Updated: Apr 18, 2021


This three book series imagines a world where many of the characters created by Thomas Hardy meet in 1990s Minneapolis. Four friends in seminary training are challenged by their professor to read and review Victorian novels for extra credit in their theology class. As they read these dense, long, and imposing Victorian novels, they begin to date women who eerily embody four of Hardy's heroines: Bathsheba Everdene, Tess Derbyfield, Elfride Swancourt, and Anne Garland.

When the novels intersect with their personal lives, they find that Christ-figures appear all around them, and within. Relationships are made and tragically broken the night that all four Hardy Girls meet at a CD release party.


Book One: The Hardy Girl, A Disintegration Story. This book introduces the "quadrad" of 2nd year seminary students who are all coming apart in some way after reading Thomas Hardy. Thomas meets Terri, Mike meets Beth, Paul meets Freya, and Andrew meets Anne. The novel moves steadily toward a CD release party where all the Hardy Girls are gathered in the same place at the same time, releasing creative and destructive forces. (coming in June)


Book Two: The Hardy Boy, Integration. This book follows the story of Thomas' attempt to find Terri, who has disappeared into Missouri (Misery). The price he must pay to get her back reveals himself to be the Christ-figure of his own narrative. (coming in June)


Book Three: Tom, the Obscured. Thomas and Terri return to Minneapolis to lives that have been changed forever and in profound ways. (coming in August)

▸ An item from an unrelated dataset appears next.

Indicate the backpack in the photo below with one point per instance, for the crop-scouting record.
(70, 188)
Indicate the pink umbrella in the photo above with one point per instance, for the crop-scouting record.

Selection from Book One: Chapter Two


Two weeks later, Mike finished his paper for Needleman. Ever the hardworking scholar, it was ten pages longer than it needed to be. As it was a Monday night again and the Grain Belt special was on at The Hatch, the four made their way along the avenue leading from the seminary. Circles of light from the streetlights stretched along in this Victorian section of Saint Paul’s western suburbs. The homes in the area around the seminary were large and adorned representing a bygone era where monied families constructed their “statement” in stone, wood, and glass. The young men traveled past the museum-like edifices, moving in and out of the circles of light, hunching their shoulders against the cold. Particles of snow hung in the air, too weightless to land, some traveling back upwards, caught in the white conical projections of their breaths. This being March, the cold had taken on a dampness, but this always meant the threat of new snow.

Along the western horizon sat the picturesque skyline of Minneapolis with its gold and silver hues. In the snowy air, downtown took on an expanded and hallowed glow that illuminated the low-hanging clouds. The city seemed ethereal, vision-like, as though nothing could be obscured in its ring of light. Thomas especially liked the Minneapolis skyline. Each year he had been careful to choose a dorm room that looked out over this second city on the upper Mississippi. Nights like this, the scene was inspiring, seeming almost as John the Apostle’s vision of the City of God. The tallest buildings were in the very center of the city, fifty stories or more, with lower classes of skyscrapers extending out in concentric rings. It made the city appear as two sides of a descending graph, mirrored on the Y-axis.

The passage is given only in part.